By Farah Naqvi

Coded political messaging (dog whistling), direct bigotry, and incitement to hate, exist on a continuum.

Globally, Donald Trump is a good example of a politician freely using all types. In the run-up to the 2016 election, he had started with straight up bigotry, calling Mexicans “rapists, criminals and drug pedlars”. He then also used coded messaging about ‘American family values’. On the face of it, the phrase seems unobjectionable, but to the core white male voter, it dog whistled – signifying that immigrants do not have these ‘American family values,’ blacks do not have them and ‘gays’ definitely do not.

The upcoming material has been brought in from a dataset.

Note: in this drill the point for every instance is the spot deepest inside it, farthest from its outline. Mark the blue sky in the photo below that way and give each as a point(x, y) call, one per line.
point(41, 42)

Trump’s ‘Make America Great Again’ (MAGA) slogan, also used by Reagan (1980), contained the dog whistle punch in the word ‘again’, signalling to his core constituency that he stood for a [white supremacist] past, free from the shackles of civil rights and race equality. But he also continued to deploy direct bigotry, by proposing a Muslim entry ban into the United States (a diluted form of which he implemented during his presidency). And, in 2020, during a campaign rally, he called SARS-CoV-2 coronavirus the “Chinese virus” and “kung flu.” It was honest, in-your-face racism. Trump consistently pitted an array of ‘others’ (Mexicans, all immigrants, blacks, Muslims, Chinese) against white America. So that it could be, well, great again.

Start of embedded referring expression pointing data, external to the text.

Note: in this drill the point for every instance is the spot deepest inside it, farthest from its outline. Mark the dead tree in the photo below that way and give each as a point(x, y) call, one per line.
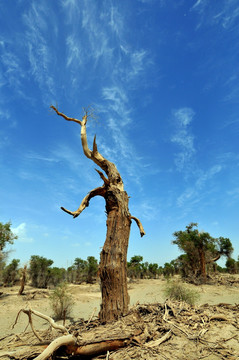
point(113, 258)
point(23, 280)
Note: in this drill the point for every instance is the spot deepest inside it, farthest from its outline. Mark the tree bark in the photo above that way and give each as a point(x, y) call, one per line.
point(202, 263)
point(23, 280)
point(113, 259)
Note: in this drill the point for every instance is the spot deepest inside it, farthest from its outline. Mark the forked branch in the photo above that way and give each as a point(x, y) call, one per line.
point(100, 191)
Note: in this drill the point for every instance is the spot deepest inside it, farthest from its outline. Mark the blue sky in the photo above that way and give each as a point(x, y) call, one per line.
point(163, 77)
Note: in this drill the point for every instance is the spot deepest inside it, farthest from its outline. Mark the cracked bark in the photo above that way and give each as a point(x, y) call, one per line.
point(113, 258)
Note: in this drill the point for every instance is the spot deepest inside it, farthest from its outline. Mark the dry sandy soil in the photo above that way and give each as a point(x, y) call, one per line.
point(87, 299)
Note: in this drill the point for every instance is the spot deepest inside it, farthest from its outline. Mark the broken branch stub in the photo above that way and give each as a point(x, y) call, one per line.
point(113, 259)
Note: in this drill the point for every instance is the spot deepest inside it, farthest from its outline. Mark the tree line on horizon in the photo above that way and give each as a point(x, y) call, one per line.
point(200, 252)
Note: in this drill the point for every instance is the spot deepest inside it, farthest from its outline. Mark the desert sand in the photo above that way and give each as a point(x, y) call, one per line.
point(87, 299)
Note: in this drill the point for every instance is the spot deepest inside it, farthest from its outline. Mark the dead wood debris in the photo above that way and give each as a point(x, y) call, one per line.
point(172, 330)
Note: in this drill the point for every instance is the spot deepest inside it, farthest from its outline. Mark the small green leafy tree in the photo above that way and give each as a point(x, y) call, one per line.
point(57, 276)
point(201, 249)
point(168, 270)
point(135, 267)
point(61, 301)
point(39, 271)
point(6, 237)
point(10, 273)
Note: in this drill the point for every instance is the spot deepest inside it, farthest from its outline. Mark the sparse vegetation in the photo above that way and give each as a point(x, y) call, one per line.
point(61, 302)
point(178, 291)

Even so, he avoided direct verbal reference to his ‘white’ constituency until a 2022 campaign rally in Arizona. It was a stunner.

He claimed that life-saving medicines were being rationed based on race. “…Discriminating against and denigrating, just denigrating white people, to determine who lives and who dies. If you are white, you don’t get the vaccine, and if you are white, you don’t get therapeutics… In fact, in New York state, if you are white, you have to go to the back of the line to get medical help. Think of it, if you are white, you go to the back of the line!”